Труворов тяжело задвигался. Очевидно, сообщение Чаковнина показалось ему достойным его внимания. Он грузно повернулся, спустил ноги на землю и сел на койку.
- Ну, какая там бумажка, Александр Ильич?
- Ага, заинтересовались!..
Чаковнин достал из кармана кусок картона, обрезанного зигзагом, с половиной черного профиля, и подал Труворову. Тот взял и стал вертеть во все стороны, внимательно рассматривая. Он смотрел долго и потом вдруг, не найдя ничего особенного, обиделся. "Какая там - ничего... там себе просто!" - и протянул кусок картона обратно Чаковнину.
- Так вы думаете, что это так, ни к чему?- спросил тот.- А я все ждал, что этот доктор придет спросить, не потерял ли; я ему хотел отдать, чтобы он мне за это табаку достал. Ведь он может, если захочет, табаку мне достать,- и Чаковнин спрятал назад в карман картон.
На дворе барабан пробил зорю.
- Девять часов,- сказал Чаковнин.- Сейчас воду принесут.
И действительно, щелкнул замок в двери, и коридорный солдат принес две кружки с водою и два ломтя черного хлеба и, поставив все на стол, удалился, как делал это ежедневно.

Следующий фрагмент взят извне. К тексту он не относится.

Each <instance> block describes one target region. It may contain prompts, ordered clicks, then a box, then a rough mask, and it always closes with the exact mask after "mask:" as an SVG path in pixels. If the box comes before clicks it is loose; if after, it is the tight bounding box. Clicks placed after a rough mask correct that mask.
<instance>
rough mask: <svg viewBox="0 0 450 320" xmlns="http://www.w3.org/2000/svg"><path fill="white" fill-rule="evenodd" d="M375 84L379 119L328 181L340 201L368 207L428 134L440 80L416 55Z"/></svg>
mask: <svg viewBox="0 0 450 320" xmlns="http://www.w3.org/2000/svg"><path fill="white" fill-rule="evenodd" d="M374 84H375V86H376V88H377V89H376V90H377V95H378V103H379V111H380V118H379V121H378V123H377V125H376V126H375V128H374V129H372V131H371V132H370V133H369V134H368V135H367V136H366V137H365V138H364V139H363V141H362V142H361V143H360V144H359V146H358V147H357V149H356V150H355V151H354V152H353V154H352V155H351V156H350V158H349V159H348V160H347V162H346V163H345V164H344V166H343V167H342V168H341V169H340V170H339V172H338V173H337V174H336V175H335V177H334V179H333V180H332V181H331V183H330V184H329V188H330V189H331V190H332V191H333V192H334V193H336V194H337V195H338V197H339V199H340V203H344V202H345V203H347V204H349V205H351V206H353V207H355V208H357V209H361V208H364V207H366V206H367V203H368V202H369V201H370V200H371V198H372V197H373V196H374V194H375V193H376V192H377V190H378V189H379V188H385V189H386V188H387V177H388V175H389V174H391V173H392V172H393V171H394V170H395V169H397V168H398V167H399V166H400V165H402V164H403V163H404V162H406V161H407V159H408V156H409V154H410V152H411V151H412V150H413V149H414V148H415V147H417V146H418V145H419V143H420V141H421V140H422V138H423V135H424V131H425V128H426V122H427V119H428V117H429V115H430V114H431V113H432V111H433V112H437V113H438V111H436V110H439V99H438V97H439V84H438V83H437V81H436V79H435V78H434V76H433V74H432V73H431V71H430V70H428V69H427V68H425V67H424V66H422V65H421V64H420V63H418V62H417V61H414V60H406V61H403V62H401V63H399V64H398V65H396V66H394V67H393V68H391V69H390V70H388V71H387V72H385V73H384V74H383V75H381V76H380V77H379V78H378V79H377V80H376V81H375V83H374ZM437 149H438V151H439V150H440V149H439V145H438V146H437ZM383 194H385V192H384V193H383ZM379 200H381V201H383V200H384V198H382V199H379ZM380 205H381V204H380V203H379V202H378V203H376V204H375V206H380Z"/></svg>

- Вы ешьте мой хлеб,- предложил Чаковнин Труворову,- мне сегодня есть не хочется.
Никита Игнатьевич забрал оба ломтя и стал жевать хлеб, откусывая большими кусками. Он делал это с таким аппетитом, точно ел какое-нибудь особенно изысканное блюдо.
В дверь, у самого ее низа, раздался стук.
- Никак мыши скребут опять? - проговорил Чаковнин и подошел к двери.
Стук повторился, и в щель под дверью, у самого порога, просунулась сложенная полоской бумага. Чаковнин взял ее, развернул и прочел:
"Завтра вас выпустят вместе с Машей. Не оставьте ее. Она ни в чем не виновата, клянусь вам. Я знаю, почему и зачем бывала она у князя. Так было нужно. Напрасно Никита Игнатьевич сказал про него, что он - дурной человек. Сергей Гурлов".
Чаковнин еще раз прочел записку и передал ее Труворову. Тот в свою очередь долго читал и наконец произнес:
- Ну, вот, так и я был виноват пред ним... Ну, вот, и сидел... Ну, а какой там выпустят!..
Против Чаковнина и Труворова не имелось решительно никаких улик, и их освободили действительно на другой день, оставив, однако, в сильном подозрении.
Освобождение произошло очень просто: пришел к ним смотритель, попросил одеться, вывел их за ворота и сказал, что они могут идти на все четыре стороны.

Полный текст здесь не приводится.